“Childfood “, ricette per bambini tra i “progetti più amati” di Kickstarter firmate dal torinese Luca Scarcella

"Childfood". La copertina è stata realizzata da Gail Armstrong.

Ventitre ricette scritte da chef internazionali, accompagnate da storie che raccontano il viaggio nei secoli degli ingredienti usati. “Childfood – Recipes for young Coolinary Explorers” è un libro di cucina per bambini, scritto in quattro lingue (italiano, inglese, spagnolo e portoghese) e finanziato su Kickstarter,  la piattaforma di raccolta fondi più usata a livello internazionale.

“Lo scorso anno mi sono trasferito a Los Angeles perché volevo crescere a livello professionale. Ho avuto modo di avviare una serie di collaborazioni con alcune testate americane – racconta Luca Scarcella, giornalista e autore di “Childfood” – Volevo realizzare un documentario o una serie di video sulla cucina. Ma per fare questo tipo di progetti sono necessari fondi importanti”.  

La scelta è ricaduta quindi sul libro. “È uno strumento utile per i bambini. L’idea mi frullava nella testa almeno da novembre. Ci ho lavorato quando avevo più tempo: durante i mesi della quarantena”. Scarcella ha contattato illustratori e chef internazionali, che hanno contributo con i loro disegni e le loro ricette. “Childfood vuole essere uno strumento di divertimento ed educazione, e una possibilità concreta per i bambini di creare ricordi con i propri genitori, fratelli e sorelle più grandi, o affidatari, che possano aiutarli nel preparare i piatti”, spiega l’autore. Nel libro ci sono anche disegni da completare e colorare, e pagine in cui i bambini potranno reinventare le ricette.

Tra i 23 grandi chef coinvolti ci sono l’italiano Massimo Bottura, l’indiano Gaggan Anand, il russo Vladimir Mukhin, la francese Dominique Crenn, l’argentino Francis Mallmann e il peruviano Virgilio Martinez, conosciuti dal grande pubblico anche grazie alla serie Netflix di successo, Chef’s Table Tra gli artisti che hanno collaborato per le illustrazioni ci sono invece Pascal Campion – ha lavorato per realtà come Dreamworks, Disney e Warner  Bros – e Nikkolas Smith, il cui ritratto di George Floyd ha fatto il giro del mondo. “L’ho conosciuto durante una cena con amici in comune. A febbraio gli parlai del progetto e ci siamo scambiati i nostri contatti. Era entusiasta di partecipare: peraltro ha avuto da poco un bambino”, racconta Scarcella.

La campagna di “Childfood” è stata lanciata su Kickstarter alle 14:30 di martedì 16 giugno. Dopo appena 30 minuti il progetto è stato inserito nella homepage della piattaforma come “Project we love”. “È una cosa che mi riempie di orgoglio. Questo riconoscimento spetta ai prodotti più innovativi e ritenuti interessanti”.
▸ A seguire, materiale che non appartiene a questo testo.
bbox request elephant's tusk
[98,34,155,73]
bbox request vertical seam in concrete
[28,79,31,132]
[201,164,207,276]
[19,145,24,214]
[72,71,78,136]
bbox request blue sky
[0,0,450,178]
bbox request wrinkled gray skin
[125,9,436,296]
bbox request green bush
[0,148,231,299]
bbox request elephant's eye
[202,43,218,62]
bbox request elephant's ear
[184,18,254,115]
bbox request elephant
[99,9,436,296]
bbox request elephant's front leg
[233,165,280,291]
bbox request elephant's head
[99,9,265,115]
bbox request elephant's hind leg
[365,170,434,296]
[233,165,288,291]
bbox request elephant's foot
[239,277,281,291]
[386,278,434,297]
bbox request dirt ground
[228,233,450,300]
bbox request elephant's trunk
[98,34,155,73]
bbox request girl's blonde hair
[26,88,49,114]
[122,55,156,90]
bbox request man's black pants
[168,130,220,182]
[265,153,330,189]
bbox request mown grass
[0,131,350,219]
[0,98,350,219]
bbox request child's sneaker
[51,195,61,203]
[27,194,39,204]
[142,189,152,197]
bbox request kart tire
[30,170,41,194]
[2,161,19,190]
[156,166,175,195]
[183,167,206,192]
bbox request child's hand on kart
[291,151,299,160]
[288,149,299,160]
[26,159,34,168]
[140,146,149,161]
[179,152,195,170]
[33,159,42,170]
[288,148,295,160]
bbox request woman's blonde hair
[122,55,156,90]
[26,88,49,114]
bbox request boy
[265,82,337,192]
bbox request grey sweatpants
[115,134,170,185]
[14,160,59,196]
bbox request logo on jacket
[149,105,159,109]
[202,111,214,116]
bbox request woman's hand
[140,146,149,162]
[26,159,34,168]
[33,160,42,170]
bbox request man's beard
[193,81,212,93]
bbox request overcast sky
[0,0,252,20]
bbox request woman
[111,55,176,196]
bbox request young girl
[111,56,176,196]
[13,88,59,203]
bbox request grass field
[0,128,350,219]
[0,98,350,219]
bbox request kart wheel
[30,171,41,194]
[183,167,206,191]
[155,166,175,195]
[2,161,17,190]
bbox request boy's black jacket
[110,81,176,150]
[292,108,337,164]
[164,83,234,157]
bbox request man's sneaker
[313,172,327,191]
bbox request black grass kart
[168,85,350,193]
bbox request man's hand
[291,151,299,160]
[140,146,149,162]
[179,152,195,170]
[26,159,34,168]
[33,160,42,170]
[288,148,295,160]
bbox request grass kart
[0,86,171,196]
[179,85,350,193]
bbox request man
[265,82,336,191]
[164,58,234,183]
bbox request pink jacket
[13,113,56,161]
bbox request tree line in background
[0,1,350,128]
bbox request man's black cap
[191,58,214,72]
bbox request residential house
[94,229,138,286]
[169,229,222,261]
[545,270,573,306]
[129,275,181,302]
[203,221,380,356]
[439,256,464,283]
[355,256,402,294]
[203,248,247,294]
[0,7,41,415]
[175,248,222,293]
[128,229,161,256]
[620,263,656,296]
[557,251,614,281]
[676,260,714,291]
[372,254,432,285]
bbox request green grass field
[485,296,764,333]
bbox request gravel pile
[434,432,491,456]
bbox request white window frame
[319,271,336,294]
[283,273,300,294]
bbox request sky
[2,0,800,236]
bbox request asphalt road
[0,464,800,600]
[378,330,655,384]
“Ma il libro sarà anche un progetto che supporterà due grandi cause benefiche  – spiega l’autore – Grazie alla partnership con Charity:Water, no-profit leader mondiale in progetti di purificazione dell’acqua per le comunità in difficoltà, ogni 5 libri venduti, verrà portata acqua pulita a un bambino in più”. L’altra collaborazione importante è quella con Share The Meal, un progetto del World Food Programme delle Nazioni Unite.  “All’interno del libro sarà possibile trovare un QR code da scannerizzare col proprio dispositivo mobile, che permetterà a tutti di unirsi al Coolinary Explorers team, e donare 40 centesimi di euro per sfamare per un giorno intero un bimbo in difficoltà”.

“Childfood” si pone infine un ulteriore obiettivo. Secondo Scarcella la realizzazione di questo progetto ha permesso il coinvolgimento di persone provenienti da tutto il mondo. “Negli Stati Uniti i fattori religiosi e di etnia si sentono molto. Vorrei dare una diversa prospettiva ai bambini per capire e comprendere la culture degli altri”.